Friday, April 30, 2010

Wednesday, April 28, 2010

HIV+ Inspiring Story


By now you've probably heard the familiar story of gay gymnast Matthew Cusick, fired by Cirque du Soleil in 2003 because he was HIV-positive.

Cusick, at the time training for the Las Vegas show Mystere, had disclosed to Cirque his status eight months earlier, when it came up in discussion during a routine checkup.

He continued training until one day he was called into the office and abruptly fired, solely on the basis of being HIV-positive. Cirque officials informed him that he was considered a health risk to fellow employees, performers, stagehands, and even the audience.

Cusick enlisted the help of LAMBDA Legal, sued and subsequently won a landmark federal antidiscrimination lawsuit, based on the American with Disabilities Act (ADA), which prohibits discrimination by employers against people with disabilities.

What you may not know is that Cusick recently appeared alongside gay icon Susan Sarandon and big and small screen heartthrob Patrick Dempsey, in the feature film Enchanted. He currently performs for the New York Metropolitan Opera as a supernumerary, appearing in scenes which require an acrobatic element or other non-singing roles.

"I love the feeling of being onstage, performing in front of an audience," says Cusick. "I never get nervous, or have to go backstage and throw up or anything."

Thousands looked on as he gave a powerful, four-act tour de force during the opening ceremonies of the Gay Games in Chicago in 2006. The theme of the exquisitely choreographed numbers dealt with overcoming adversity, which closely mirrored his life up to that point.
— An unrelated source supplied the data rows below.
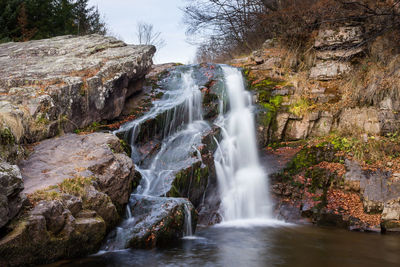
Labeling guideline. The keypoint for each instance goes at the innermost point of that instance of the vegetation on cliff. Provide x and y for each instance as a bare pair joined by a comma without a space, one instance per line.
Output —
24,20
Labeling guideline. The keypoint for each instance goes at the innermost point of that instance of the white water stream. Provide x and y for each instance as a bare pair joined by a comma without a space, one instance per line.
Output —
242,180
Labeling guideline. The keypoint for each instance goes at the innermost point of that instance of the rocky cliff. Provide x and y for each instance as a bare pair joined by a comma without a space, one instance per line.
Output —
335,105
58,85
60,197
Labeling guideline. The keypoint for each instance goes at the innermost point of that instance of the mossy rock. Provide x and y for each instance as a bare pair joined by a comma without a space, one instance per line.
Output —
191,183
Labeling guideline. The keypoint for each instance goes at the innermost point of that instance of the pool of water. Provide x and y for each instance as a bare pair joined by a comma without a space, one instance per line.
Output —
261,246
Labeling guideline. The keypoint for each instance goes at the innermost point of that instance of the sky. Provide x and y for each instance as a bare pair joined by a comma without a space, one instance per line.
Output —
122,17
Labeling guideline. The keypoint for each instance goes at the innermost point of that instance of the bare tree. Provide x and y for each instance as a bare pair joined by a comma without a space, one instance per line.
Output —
146,35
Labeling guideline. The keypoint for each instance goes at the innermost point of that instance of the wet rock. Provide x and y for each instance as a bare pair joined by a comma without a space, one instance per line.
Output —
63,83
11,184
96,155
364,119
339,36
102,204
50,233
335,46
379,193
328,70
158,221
391,210
191,183
76,185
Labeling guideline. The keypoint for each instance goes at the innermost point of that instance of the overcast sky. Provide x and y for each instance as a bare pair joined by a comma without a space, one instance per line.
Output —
122,16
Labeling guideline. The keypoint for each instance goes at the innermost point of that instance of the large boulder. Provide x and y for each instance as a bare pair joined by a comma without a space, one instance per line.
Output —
67,82
77,186
154,221
159,220
369,120
335,46
98,155
11,185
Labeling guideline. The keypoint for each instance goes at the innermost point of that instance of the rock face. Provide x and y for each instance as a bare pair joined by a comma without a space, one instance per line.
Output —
155,221
67,82
77,185
380,190
334,47
11,185
95,155
164,217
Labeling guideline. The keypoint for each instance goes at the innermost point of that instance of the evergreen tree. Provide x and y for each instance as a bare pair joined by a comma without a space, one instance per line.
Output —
22,20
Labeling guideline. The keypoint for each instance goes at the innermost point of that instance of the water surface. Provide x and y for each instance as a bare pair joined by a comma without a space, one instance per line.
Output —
261,246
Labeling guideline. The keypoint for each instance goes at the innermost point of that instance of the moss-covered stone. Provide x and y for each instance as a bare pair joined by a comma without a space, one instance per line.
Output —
191,183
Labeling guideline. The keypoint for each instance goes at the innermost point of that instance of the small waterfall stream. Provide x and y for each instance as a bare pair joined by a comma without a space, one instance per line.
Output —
242,180
177,120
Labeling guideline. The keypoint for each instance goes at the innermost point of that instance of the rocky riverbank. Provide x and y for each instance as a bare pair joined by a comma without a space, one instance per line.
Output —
61,196
333,120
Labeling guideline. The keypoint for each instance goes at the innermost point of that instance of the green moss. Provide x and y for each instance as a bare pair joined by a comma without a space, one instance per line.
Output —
6,137
75,186
45,194
126,147
300,107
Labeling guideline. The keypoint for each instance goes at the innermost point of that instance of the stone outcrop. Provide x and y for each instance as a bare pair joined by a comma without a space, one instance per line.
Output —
335,46
60,84
77,186
11,184
380,191
155,221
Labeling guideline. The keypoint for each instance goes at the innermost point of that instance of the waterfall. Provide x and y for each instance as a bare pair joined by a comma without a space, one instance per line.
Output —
188,221
242,181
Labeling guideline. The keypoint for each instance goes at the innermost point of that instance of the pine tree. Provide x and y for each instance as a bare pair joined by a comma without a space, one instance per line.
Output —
22,20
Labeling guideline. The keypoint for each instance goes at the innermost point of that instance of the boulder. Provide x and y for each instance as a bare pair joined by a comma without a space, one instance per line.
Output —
63,83
369,120
159,220
77,186
328,70
155,221
97,155
11,184
335,46
339,36
380,193
50,232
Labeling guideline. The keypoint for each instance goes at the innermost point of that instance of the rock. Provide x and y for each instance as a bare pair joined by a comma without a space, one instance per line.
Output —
369,120
257,57
156,221
102,205
297,129
67,82
191,183
344,54
328,70
269,64
96,155
379,193
335,47
391,210
50,233
83,181
11,184
348,35
364,119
Born in Alexandria, Virginia, Cusick, 36, was the youngest of four children, with two brothers and one sister. His father was a U.S. Park Service policeman, his mother a homemaker, and the family moved around quite a bit during his childhood. Cusick began studying gymnastics when he was only five years old, but stopped at the age of 18, mainly because he was too tall to compete -- over six feet -- but also because by then he needed a break. "I was basically pushed out by my coach, who was really tough on me, and expected me to live up to his own standards, not just the USA Gymnastics standards," says Cusick.

After that he went on to coach and train other gymnasts for several years. Although he was a tough coach himself, he says his girls loved him, and he still keeps in touch with some of them to this day.
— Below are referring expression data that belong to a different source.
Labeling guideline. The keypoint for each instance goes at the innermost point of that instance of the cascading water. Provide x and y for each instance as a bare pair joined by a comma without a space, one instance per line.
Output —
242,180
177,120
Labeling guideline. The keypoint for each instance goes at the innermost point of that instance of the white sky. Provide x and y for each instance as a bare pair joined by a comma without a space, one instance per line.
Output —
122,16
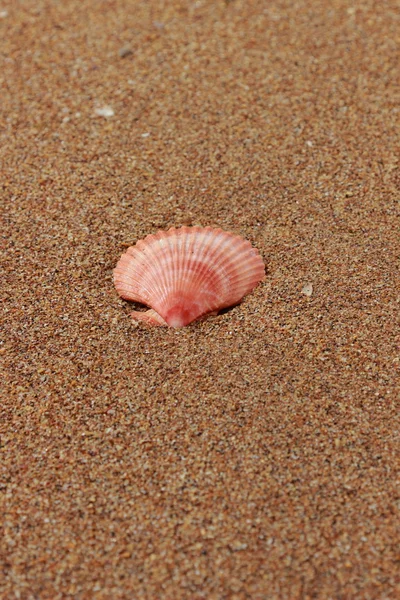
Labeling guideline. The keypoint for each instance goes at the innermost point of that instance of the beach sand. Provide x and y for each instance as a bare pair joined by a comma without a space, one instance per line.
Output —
252,455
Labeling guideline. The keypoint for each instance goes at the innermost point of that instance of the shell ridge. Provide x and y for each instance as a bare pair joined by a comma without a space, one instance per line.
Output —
185,273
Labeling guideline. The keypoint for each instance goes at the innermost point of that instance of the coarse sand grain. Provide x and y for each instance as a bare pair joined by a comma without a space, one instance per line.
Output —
253,455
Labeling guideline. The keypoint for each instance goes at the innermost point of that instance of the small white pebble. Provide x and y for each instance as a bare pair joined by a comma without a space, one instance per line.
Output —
307,289
104,111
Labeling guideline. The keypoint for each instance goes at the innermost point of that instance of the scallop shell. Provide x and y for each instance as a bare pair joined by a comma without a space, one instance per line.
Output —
183,274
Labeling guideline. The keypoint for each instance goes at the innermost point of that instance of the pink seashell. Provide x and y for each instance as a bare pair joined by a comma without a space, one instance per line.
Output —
183,274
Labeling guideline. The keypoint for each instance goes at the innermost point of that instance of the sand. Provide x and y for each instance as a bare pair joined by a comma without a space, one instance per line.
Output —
253,455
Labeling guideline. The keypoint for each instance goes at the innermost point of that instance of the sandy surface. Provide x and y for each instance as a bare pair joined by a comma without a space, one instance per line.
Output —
253,455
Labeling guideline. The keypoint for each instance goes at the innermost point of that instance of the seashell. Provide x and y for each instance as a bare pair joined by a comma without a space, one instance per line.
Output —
183,274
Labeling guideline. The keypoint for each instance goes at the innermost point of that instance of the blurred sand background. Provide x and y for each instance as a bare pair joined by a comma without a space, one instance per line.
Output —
252,455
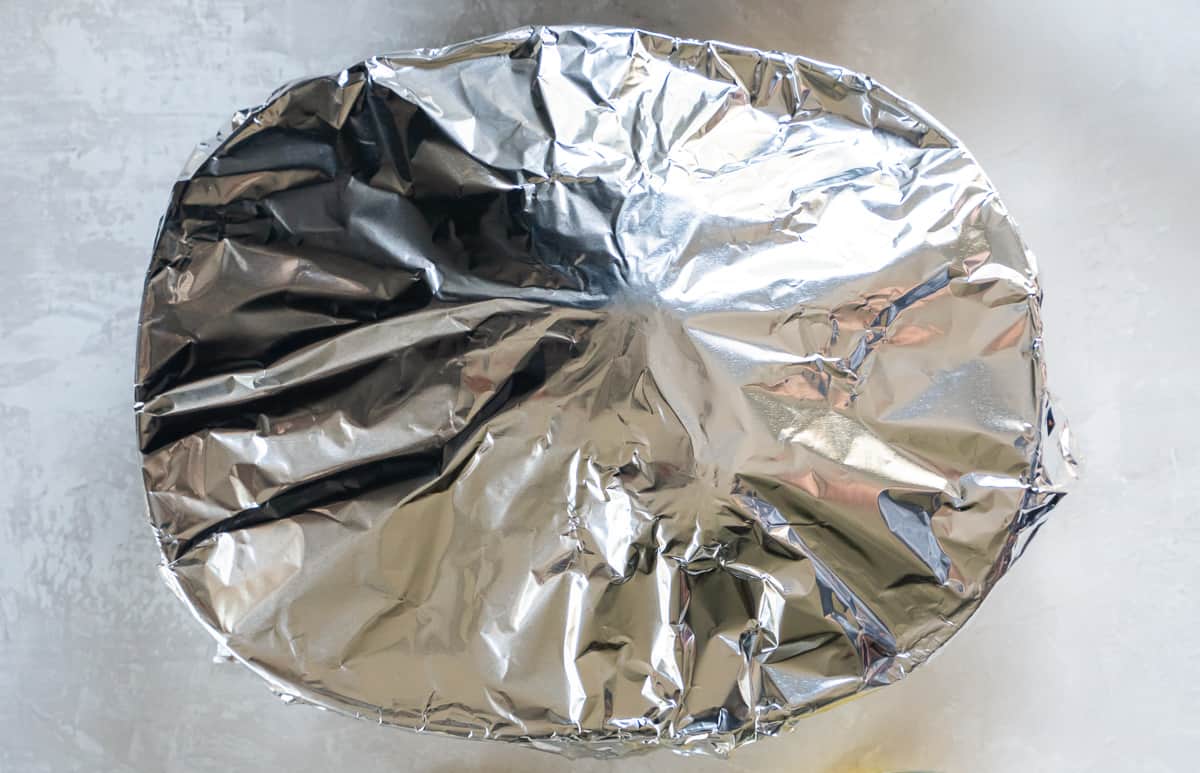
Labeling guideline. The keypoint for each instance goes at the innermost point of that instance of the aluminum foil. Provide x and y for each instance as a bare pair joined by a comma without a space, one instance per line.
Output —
589,388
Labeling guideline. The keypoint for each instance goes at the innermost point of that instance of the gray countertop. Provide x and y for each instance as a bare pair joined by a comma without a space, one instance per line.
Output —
1084,659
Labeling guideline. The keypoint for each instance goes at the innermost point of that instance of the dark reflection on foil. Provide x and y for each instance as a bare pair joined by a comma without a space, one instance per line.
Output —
591,388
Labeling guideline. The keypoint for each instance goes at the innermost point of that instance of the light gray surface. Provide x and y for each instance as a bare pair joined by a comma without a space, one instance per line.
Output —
1084,659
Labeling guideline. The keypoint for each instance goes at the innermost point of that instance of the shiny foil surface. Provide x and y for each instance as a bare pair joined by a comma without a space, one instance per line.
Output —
591,388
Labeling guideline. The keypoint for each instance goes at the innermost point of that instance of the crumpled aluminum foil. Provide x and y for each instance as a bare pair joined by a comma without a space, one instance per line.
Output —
589,388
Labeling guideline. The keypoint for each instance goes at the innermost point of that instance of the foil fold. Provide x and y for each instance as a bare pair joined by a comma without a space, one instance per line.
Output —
591,388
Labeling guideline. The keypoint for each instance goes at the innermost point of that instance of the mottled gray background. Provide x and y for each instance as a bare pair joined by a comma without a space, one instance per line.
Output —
1086,117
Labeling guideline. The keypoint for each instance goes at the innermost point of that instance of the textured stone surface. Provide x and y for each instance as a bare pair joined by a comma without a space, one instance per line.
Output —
1085,659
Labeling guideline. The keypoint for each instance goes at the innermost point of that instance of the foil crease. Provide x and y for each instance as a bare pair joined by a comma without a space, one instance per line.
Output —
589,388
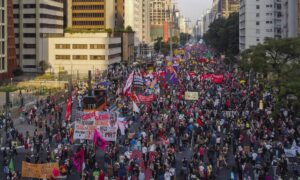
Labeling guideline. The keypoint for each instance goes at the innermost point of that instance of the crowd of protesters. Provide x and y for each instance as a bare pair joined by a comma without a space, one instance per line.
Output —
229,129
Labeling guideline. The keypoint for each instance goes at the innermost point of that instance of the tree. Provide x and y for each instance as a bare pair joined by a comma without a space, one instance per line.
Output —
272,56
164,48
281,59
223,35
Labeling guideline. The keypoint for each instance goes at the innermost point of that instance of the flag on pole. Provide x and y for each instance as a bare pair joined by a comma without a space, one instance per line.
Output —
135,98
78,159
135,107
11,166
128,83
68,108
99,141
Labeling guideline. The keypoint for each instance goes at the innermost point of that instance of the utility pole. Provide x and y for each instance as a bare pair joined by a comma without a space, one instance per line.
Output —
187,21
171,22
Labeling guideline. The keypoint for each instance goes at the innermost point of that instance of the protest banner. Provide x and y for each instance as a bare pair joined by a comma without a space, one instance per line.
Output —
109,133
86,132
146,98
40,171
83,132
192,96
Cusick learned he was positive at the age of 22, prior to the advent of protease inhibitors, so he really didn't think he'd be around this long. He began HIV therapy about five years later, and is now doing quite well. Currently single, he lives and works in New York City. When he's not at the Met, you'll find Cusick and his performance partner Ken Berkely, a National Sports Aerobics Champion, touring in their handbalancing act, KENiMATTix.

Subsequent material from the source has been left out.